Pourquoi ces œuvres sont-elles si convoitées ?
L’album Jazz représente l’un des sommets de l’œuvre tardif de Matisse. Convalescent, le peintre découpe directement dans des feuilles gouachées pour créer des formes pures et vibrantes : acrobates, lagons, cœurs transpercés, sirènes… Chaque planche est une explosion de couleur et de joie malgré la souffrance physique de l’artiste.
Sur le marché légal, une planche isolée de Jazz peut atteindre plusieurs centaines de milliers d’euros. À l’étranger, sur le marché parallèle, la valeur peut être multipliée par la rareté et l’interdiction de revente.
Quant aux Portinari, leur statut d’icône nationale brésilienne les rend tout aussi précieux pour certains collectionneurs peu scrupuleux.

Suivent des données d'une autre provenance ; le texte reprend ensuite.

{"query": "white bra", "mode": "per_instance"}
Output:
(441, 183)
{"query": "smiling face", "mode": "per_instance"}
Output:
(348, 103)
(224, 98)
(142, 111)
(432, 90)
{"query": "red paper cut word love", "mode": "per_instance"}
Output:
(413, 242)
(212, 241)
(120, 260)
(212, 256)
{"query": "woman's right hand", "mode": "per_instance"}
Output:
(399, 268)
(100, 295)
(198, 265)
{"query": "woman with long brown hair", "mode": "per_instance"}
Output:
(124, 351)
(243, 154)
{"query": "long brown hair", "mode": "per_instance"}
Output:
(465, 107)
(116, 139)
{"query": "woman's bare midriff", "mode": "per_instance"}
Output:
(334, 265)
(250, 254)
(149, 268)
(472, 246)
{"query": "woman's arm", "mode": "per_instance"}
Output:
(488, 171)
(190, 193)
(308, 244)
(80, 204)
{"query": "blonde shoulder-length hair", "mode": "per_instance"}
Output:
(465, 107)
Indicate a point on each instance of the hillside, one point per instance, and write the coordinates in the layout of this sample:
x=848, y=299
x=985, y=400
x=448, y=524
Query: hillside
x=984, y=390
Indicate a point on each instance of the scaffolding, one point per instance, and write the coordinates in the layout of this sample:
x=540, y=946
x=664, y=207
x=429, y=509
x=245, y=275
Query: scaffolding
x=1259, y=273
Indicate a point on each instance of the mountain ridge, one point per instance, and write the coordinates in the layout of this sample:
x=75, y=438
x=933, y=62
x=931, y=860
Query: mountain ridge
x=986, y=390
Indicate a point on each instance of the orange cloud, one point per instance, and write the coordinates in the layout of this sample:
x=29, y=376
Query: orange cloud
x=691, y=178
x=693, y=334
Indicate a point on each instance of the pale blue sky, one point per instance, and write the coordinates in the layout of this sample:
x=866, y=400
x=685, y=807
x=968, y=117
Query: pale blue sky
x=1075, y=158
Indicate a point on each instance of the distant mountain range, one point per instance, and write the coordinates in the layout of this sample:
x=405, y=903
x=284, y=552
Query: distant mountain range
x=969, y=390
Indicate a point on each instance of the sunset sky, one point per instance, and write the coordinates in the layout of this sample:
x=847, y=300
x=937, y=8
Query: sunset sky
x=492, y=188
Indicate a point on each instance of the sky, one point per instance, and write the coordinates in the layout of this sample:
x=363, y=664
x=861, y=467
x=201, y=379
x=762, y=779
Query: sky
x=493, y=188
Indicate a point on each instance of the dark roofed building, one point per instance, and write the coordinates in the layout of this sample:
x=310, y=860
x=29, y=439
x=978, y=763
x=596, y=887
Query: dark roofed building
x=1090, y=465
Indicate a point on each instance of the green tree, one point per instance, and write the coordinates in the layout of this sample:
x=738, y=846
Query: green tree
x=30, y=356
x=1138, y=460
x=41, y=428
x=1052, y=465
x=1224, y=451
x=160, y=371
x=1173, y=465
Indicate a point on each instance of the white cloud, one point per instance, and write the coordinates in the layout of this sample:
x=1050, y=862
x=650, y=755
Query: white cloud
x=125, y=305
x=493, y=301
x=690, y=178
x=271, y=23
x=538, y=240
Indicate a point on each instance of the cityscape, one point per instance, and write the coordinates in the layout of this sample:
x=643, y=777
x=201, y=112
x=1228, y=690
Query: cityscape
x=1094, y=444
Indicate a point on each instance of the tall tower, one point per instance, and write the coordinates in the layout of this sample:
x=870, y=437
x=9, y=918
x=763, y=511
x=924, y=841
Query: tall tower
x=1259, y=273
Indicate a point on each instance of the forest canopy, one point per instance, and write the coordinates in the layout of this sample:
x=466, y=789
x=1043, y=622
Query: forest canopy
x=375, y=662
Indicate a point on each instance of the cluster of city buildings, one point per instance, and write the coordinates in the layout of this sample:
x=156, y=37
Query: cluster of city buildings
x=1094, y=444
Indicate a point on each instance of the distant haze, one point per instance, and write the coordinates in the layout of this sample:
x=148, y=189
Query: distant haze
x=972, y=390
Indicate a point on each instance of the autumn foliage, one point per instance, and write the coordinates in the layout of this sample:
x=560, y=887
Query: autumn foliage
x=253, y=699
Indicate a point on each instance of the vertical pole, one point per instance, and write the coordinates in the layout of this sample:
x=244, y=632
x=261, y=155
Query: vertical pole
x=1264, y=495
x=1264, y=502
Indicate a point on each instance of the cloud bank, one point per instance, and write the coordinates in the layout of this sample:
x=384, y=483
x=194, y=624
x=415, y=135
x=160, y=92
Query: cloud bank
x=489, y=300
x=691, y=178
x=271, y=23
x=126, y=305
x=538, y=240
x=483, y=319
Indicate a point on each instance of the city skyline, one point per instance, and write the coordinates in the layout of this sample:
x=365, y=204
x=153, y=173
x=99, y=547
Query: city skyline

Un coup dur pour la culture brésilienne
Au-delà de la perte matérielle, c’est tout un pan du patrimoine qui se trouve menacé. Ces œuvres étaient accessibles au public, offertes à la contemplation de tous. Leur disparition prive des générations futures d’un contact direct avec ces maîtres.
La mairie de São Paulo a exprimé sa consternation et promis de renforcer la sécurité des institutions culturelles. Reste à savoir si ces mesures arriveront à temps pour éviter d’autres drames.
En attendant, le monde de l’art retient son souffle. Retrouvera-t-on un jour ces treize fragments d’histoire ? Ou rejoindront-elles la longue liste des œuvres perdues à jamais ?
L’histoire nous le dira. Mais une chose est sûre : ce vol laisse une cicatrice profonde dans le cœur culturel de São Paulo et bien au-delà.